Bu sabah kahvaltıda bayram tatilinden konuşurken denize
gireceğimizi anlattık kızlara. Begüm hemen kaç gün kaldığını sordu, Müge durur
mu hemen o da sordu. Tabii henüz gün kavramı falan olmadığı için gidip mayosunu
giymeye odasına koştu. Artık işe çok geç kaldığım için ben de odaya girip
fırsat bu fırsat diyerek giydirmeye başladım. Bir iki dakika sonra durumu
anladı. “hadi anneciğim gidip öğretmenine denize nasıl gireceğimizi anlatalım,
gidip biz denize gideceğiz diyelim” dedim ama hiçbir şey fayda etmedi. Kreşe
gitmek zorunda kaldığını anlayana kadar giydirip kapıya gelmiştik. Göz yaşları
içinde ayakkabılarını giydirirken hıçkıra hıçkıra ağlıyor bir yandan da hayal
kırıklığını ifade edebilecek tek cümleyi tekrarlıyordu.
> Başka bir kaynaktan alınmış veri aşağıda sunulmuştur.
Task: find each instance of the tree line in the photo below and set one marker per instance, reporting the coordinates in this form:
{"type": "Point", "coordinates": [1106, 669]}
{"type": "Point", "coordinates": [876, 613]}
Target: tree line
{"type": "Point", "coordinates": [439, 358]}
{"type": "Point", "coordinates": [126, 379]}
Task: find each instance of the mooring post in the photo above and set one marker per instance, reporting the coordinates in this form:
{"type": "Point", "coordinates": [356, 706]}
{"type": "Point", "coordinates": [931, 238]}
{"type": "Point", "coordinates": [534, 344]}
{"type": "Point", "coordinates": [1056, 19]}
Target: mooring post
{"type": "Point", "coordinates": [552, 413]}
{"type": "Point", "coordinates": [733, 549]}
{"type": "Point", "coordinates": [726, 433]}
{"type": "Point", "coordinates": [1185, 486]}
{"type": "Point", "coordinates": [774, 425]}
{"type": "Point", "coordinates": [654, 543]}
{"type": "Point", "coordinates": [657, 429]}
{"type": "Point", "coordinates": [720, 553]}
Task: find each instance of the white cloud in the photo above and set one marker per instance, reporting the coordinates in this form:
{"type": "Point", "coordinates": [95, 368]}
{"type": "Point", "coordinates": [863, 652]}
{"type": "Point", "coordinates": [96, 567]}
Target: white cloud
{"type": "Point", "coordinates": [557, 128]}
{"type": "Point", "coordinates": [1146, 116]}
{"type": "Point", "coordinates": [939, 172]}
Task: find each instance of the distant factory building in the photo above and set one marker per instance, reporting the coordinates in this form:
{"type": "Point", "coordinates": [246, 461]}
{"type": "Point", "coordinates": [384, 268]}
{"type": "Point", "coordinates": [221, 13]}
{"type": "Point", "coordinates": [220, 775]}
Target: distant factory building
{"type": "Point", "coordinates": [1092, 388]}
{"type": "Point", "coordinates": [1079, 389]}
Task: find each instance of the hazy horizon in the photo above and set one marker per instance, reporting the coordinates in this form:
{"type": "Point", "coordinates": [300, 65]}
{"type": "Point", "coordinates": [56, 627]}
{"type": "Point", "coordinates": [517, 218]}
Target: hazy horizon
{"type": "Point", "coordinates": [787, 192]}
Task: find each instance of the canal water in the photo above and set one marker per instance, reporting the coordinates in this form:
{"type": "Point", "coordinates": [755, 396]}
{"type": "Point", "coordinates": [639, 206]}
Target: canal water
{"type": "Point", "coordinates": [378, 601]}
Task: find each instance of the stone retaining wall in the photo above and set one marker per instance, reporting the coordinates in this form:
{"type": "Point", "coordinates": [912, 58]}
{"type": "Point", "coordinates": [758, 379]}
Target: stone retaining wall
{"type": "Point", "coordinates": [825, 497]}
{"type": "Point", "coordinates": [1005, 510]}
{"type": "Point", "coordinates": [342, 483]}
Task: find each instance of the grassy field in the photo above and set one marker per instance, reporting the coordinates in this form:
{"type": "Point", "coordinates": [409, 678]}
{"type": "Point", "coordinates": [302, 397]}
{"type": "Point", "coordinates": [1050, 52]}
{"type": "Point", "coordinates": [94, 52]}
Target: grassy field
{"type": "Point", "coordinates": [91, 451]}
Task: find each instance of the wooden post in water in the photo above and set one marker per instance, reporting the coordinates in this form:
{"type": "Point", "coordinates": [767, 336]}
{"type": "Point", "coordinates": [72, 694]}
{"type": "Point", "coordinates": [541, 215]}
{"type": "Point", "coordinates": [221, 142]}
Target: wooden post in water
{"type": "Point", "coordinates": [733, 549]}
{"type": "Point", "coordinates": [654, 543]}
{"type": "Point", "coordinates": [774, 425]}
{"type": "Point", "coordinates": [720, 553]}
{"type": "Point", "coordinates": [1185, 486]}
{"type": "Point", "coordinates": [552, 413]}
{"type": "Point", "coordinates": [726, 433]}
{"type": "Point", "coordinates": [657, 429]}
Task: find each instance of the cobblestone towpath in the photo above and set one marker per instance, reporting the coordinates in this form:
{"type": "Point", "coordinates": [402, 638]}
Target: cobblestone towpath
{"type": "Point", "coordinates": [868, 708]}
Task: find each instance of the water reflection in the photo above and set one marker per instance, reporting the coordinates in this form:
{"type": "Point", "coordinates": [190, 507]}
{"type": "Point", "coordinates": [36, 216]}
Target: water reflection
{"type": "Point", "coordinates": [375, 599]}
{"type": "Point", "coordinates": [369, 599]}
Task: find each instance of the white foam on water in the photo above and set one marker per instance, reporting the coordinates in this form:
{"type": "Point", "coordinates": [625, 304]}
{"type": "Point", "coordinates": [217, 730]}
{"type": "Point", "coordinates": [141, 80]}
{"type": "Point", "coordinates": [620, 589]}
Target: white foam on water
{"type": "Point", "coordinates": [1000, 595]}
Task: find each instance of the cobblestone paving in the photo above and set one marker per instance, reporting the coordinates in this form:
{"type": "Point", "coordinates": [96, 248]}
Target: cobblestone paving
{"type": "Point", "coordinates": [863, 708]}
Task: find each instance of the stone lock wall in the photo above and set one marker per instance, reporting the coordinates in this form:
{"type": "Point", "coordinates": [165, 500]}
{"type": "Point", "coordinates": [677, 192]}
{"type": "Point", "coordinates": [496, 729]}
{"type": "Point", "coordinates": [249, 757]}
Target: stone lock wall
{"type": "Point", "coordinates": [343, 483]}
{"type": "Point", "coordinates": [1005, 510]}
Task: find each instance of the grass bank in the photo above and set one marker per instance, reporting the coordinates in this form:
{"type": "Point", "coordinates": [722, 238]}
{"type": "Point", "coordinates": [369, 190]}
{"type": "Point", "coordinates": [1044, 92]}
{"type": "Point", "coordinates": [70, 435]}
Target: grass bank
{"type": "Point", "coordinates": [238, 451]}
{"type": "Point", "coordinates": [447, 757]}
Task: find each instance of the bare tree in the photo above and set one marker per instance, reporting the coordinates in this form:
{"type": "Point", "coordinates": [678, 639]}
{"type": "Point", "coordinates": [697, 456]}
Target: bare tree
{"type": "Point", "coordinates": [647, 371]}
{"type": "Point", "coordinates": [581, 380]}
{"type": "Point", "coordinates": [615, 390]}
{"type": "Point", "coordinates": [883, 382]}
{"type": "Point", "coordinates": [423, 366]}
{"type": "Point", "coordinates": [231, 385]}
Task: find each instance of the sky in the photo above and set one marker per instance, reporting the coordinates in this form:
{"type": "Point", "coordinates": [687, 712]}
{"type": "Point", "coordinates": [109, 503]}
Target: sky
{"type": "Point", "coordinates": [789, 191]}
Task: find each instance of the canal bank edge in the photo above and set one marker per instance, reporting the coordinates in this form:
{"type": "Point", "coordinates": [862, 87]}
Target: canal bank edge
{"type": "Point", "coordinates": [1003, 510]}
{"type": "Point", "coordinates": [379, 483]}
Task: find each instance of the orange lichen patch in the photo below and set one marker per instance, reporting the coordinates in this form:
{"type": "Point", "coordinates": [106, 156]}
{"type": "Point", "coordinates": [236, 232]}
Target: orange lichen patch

“hani denize girecektik?? Hani havuza gidecektik???”.
Tamam anne kuzusu merak etme Hacerle konuştum, mecburen biraz erken
çıkmasını kabul ettim , patronumla papaz olup (Güneş hanım bu erken
çıkma işini abarttınız artık” dedittirene, anneannen “yeter artık düş yakamdan
kızım, ben de özgürce bir hayatımı yaşayayım” diyene kadar seni evinde sıcak
yuvanda tutacağım. Gelecek pazartesine kadar sık dişini badem şekeri.